Patient reliance on “Dr. Google” is a growing phenomenon in medical care and something all health care providers must be prepared to address. Physicians who simply dismiss patients’ questions and concerns will likely find that their patient interactions suffer as a consequence. In reality, in today’s digital age, dermatologists should assume patients have done or will do online research about their skin disease, even if they do not mention this research in the clinical encounter.

Rather than ignore the patient’s research, it is generally best to provide a thoughtful, fact-based response. “When it comes to lack of representative imagery, it may be a simple matter of assuring the patient that yes, what they found on the internet is an accurate representation of how psoriasis may look in some patients. But, you can explain, that does not account for variation in presentation across skin tones. Having ready access to images of the disease in a skin tone that more closely matches the patient’s tone can be reassuring and help build trust,” Dr. Elbuluk offers.

“We can connect with patients in a very powerful way when we show them what their disease looks like, and we show it to them in someone who looks like them. I use VisualDx in my clinic settings to show patients representative images of skin diseases,” she says. (See the sidebar for more about the company and Dr. Elbuluk’s role.) “This produces a sense of confidence and relief that the diagnosis I provide is accurate. Patients realize, ‘I’m not the only one who has this. I’m seeing an image from my doctor of what this looks like in someone with my skin color.’”

Building Relationships

“Each of us has biases, and an important first step is to acknowledge what those are and be introspective about how we can address them for the betterment of ourselves and those that we interact with, particularly our patients. Confronting biases is an ongoing action on our parts,” Dr. Elbuluk says. She encourages physicians to identify and use tools to support them in expanding knowledge and improving patient care.
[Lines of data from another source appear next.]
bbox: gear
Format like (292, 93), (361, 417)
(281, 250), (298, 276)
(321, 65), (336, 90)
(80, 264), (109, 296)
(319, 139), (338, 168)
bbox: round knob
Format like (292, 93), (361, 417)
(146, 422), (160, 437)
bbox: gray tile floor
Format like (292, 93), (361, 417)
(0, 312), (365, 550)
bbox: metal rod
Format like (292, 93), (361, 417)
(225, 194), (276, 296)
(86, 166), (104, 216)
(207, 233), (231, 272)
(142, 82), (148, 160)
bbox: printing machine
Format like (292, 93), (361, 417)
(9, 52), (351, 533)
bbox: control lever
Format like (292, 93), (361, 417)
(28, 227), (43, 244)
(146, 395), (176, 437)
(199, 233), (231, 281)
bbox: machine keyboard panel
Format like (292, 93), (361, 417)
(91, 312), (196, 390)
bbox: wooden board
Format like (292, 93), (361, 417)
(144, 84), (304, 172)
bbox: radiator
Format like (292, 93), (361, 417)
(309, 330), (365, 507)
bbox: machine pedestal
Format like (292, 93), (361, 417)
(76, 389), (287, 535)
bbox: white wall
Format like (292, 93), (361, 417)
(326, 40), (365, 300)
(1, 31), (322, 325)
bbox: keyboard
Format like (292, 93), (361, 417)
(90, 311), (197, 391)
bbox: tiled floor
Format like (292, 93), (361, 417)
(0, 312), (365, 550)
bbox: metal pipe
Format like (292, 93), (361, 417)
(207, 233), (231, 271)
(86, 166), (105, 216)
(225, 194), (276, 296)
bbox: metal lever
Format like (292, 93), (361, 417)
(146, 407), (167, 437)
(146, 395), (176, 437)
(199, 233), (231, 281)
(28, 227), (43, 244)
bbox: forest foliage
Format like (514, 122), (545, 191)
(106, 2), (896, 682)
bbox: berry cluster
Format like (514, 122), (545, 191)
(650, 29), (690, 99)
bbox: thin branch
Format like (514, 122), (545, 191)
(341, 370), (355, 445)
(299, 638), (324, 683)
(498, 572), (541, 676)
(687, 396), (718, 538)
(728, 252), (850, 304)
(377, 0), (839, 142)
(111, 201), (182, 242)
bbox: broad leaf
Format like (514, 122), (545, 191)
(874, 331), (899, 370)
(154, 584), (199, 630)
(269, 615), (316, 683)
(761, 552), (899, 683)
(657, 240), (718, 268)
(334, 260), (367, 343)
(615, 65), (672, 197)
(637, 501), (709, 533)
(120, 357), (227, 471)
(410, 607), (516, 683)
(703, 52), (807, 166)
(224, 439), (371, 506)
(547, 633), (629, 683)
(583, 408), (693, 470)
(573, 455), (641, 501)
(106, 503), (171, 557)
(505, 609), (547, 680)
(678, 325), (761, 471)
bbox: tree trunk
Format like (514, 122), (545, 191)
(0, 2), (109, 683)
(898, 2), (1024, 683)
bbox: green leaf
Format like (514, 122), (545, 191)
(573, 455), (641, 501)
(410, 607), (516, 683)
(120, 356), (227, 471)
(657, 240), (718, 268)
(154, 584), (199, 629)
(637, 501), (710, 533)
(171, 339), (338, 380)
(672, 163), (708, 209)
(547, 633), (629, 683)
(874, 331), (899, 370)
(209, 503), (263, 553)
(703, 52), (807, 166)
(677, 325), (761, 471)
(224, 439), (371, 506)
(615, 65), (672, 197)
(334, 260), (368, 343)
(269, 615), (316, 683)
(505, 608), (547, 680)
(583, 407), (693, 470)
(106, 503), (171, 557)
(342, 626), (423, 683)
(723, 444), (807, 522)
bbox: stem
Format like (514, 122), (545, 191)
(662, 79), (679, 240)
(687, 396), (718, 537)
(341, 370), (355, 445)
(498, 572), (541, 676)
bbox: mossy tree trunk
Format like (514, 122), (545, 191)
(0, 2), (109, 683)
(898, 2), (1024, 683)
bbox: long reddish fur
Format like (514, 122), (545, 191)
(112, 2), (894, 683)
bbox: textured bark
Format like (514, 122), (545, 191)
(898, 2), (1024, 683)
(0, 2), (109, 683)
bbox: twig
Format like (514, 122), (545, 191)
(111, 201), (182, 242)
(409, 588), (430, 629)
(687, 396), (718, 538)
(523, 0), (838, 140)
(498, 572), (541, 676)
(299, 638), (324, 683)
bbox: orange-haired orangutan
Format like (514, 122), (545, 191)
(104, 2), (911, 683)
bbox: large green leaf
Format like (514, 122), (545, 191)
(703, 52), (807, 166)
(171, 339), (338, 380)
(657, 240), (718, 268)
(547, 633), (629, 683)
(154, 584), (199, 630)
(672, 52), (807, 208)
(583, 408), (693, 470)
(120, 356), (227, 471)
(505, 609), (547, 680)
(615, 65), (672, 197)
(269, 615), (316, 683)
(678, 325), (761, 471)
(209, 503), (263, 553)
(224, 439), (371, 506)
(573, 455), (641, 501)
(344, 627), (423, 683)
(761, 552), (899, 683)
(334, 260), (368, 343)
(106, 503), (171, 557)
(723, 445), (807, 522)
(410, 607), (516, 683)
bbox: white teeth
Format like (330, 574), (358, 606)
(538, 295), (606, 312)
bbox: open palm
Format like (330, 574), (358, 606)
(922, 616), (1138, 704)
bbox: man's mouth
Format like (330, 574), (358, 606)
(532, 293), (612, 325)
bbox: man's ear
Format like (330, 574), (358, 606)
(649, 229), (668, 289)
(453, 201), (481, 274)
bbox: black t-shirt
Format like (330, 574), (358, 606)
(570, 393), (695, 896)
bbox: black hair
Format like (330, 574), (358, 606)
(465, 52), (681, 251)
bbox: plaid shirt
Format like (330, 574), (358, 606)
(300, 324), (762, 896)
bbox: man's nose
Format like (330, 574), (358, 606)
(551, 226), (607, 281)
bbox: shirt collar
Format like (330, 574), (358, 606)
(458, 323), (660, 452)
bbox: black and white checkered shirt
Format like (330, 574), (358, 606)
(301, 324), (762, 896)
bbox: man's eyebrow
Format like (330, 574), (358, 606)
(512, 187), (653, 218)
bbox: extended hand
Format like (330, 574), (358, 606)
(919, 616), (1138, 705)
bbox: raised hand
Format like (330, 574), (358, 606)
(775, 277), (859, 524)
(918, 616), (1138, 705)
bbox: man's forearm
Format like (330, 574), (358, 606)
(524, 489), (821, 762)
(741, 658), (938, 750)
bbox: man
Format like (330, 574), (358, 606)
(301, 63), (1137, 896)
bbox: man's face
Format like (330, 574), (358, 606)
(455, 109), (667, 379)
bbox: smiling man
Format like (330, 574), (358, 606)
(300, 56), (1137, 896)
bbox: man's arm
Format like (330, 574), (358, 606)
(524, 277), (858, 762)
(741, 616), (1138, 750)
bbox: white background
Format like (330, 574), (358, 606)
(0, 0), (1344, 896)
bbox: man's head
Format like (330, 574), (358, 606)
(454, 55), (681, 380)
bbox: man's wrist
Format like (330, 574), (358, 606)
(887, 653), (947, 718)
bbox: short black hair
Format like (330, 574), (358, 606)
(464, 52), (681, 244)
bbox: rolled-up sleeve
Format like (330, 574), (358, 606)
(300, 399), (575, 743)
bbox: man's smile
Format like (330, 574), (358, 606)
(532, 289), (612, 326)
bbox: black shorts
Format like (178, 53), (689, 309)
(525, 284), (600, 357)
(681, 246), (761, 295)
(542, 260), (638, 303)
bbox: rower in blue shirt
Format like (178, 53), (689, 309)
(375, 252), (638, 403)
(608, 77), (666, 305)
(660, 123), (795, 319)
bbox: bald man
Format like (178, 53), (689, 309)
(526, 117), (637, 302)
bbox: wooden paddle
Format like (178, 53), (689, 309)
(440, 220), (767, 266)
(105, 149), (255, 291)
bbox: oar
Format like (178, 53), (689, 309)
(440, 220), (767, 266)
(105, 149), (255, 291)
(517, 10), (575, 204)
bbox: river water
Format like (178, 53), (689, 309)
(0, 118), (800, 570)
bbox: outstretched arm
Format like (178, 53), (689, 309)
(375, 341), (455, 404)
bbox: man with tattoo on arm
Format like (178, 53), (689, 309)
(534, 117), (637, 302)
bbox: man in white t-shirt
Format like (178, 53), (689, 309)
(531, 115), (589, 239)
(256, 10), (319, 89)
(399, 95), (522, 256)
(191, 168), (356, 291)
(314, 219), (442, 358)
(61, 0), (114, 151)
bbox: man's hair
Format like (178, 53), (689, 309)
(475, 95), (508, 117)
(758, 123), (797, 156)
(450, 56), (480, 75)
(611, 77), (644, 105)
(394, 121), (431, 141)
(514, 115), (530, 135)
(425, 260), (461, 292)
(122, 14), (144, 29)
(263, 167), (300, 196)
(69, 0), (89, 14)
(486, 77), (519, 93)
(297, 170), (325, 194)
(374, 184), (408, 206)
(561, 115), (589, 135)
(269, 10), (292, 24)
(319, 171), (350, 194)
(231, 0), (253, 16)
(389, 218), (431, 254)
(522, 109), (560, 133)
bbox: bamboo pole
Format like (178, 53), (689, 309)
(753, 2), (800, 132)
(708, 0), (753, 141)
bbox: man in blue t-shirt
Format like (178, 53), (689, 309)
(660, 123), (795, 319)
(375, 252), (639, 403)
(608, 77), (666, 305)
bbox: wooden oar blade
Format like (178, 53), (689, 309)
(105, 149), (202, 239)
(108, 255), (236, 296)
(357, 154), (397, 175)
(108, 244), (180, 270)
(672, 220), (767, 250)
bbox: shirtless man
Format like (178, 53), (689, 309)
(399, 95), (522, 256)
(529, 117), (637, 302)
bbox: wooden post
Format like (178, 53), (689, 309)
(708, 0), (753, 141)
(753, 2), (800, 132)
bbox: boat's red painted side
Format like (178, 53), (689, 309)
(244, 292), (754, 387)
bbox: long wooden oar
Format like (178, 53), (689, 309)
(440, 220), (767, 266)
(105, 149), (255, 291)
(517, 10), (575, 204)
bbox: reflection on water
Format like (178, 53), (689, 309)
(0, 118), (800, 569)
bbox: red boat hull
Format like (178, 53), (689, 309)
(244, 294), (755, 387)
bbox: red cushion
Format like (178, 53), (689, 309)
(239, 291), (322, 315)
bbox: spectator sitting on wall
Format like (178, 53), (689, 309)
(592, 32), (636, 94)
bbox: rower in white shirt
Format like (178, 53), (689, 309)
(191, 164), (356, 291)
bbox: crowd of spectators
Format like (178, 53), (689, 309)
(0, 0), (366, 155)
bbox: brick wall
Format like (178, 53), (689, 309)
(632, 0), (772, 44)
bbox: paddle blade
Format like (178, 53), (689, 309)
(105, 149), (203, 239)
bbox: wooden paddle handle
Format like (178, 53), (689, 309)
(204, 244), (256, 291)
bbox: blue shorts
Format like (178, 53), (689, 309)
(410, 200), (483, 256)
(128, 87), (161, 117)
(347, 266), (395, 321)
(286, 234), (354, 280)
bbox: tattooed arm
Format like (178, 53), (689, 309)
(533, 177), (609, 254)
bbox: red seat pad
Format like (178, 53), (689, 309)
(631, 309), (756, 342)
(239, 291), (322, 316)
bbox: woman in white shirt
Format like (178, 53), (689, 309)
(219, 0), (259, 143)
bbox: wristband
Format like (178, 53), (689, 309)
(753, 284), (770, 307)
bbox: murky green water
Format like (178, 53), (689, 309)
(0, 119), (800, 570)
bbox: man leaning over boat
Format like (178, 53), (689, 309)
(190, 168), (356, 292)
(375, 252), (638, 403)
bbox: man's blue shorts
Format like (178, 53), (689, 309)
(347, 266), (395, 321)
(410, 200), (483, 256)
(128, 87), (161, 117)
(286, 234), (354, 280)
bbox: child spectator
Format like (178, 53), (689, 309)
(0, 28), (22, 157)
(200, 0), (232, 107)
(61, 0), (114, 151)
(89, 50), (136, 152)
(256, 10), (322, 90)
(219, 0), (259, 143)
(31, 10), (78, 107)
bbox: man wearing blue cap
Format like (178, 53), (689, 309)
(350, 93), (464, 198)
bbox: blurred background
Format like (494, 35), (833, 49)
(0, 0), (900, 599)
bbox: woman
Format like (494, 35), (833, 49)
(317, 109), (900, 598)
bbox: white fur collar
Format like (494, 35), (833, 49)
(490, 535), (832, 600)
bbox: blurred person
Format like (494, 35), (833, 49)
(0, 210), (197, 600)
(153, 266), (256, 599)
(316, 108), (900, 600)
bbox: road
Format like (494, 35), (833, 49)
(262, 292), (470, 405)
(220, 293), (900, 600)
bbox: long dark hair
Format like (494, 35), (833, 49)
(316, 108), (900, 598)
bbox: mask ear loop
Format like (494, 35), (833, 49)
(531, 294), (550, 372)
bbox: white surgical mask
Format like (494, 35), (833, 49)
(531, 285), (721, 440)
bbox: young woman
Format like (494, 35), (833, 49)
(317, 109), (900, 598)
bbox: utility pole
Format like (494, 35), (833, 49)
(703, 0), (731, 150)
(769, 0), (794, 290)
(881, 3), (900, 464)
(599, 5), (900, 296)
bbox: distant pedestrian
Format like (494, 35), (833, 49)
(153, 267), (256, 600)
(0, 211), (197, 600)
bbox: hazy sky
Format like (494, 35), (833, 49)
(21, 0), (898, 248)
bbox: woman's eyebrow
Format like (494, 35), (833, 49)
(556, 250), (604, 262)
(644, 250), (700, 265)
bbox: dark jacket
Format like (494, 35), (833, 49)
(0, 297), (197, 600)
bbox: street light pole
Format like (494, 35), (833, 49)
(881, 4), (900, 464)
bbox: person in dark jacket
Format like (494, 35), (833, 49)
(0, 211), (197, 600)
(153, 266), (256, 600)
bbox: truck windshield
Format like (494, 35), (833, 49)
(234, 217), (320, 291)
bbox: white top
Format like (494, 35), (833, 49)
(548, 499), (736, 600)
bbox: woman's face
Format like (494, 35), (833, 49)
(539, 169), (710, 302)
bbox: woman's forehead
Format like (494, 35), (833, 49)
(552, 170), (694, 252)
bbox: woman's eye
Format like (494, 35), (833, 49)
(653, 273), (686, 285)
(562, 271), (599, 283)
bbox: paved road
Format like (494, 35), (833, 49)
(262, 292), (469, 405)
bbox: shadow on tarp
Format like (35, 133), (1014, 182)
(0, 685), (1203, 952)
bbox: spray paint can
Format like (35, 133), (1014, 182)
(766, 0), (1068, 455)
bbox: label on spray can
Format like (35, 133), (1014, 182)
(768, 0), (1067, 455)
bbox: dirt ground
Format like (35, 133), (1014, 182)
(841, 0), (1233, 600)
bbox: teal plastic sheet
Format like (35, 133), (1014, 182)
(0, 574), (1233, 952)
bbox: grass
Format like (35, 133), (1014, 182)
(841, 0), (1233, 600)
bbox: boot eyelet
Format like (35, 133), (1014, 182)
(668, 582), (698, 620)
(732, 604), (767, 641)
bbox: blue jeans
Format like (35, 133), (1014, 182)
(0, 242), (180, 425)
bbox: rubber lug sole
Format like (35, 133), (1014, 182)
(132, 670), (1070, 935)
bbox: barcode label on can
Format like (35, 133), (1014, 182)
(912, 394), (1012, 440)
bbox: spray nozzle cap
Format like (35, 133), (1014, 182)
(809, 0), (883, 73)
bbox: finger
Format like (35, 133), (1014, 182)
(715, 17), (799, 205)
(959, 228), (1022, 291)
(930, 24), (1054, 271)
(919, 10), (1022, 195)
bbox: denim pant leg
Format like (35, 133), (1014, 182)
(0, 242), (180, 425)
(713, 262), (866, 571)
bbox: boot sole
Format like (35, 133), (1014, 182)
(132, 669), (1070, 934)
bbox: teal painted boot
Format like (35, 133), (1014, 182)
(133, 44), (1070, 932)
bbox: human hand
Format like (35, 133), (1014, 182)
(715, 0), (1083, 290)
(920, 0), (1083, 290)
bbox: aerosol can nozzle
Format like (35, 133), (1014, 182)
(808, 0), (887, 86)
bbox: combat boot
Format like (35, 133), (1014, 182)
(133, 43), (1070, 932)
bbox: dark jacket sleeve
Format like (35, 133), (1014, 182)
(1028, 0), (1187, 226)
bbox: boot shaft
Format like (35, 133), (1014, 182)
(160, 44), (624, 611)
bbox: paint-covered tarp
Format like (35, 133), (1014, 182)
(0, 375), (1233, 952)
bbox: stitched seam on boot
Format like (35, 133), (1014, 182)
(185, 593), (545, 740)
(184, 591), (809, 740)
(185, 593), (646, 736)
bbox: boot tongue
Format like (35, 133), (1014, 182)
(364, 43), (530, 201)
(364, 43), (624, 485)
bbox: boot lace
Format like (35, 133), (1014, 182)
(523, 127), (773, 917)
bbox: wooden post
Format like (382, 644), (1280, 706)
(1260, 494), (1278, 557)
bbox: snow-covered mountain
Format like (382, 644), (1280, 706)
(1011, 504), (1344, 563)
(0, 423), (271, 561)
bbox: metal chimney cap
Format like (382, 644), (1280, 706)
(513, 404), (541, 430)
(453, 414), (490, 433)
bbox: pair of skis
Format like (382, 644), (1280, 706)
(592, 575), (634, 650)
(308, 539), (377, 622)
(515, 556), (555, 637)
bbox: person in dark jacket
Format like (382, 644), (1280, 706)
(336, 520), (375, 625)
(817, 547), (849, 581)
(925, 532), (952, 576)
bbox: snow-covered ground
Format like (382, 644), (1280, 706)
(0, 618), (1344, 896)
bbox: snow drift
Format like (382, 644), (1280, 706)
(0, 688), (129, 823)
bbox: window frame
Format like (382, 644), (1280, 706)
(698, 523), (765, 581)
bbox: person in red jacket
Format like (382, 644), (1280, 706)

“When we provide the best care for patients, when we interact with each patient as an individual and come to the encounter with fresh eyes and a desire for understanding, we can develop trust that is essential to a long-term relationship. Patients who trust their doctor return to the doctor and adhere to the regimens provided leading to better patient outcomes,” she suggests.

“New technologies can help us to confront biases and improve patient care to arrive at an accurate diagnosis, establish an appropriate treatment plan, and encourage long-term adherence.”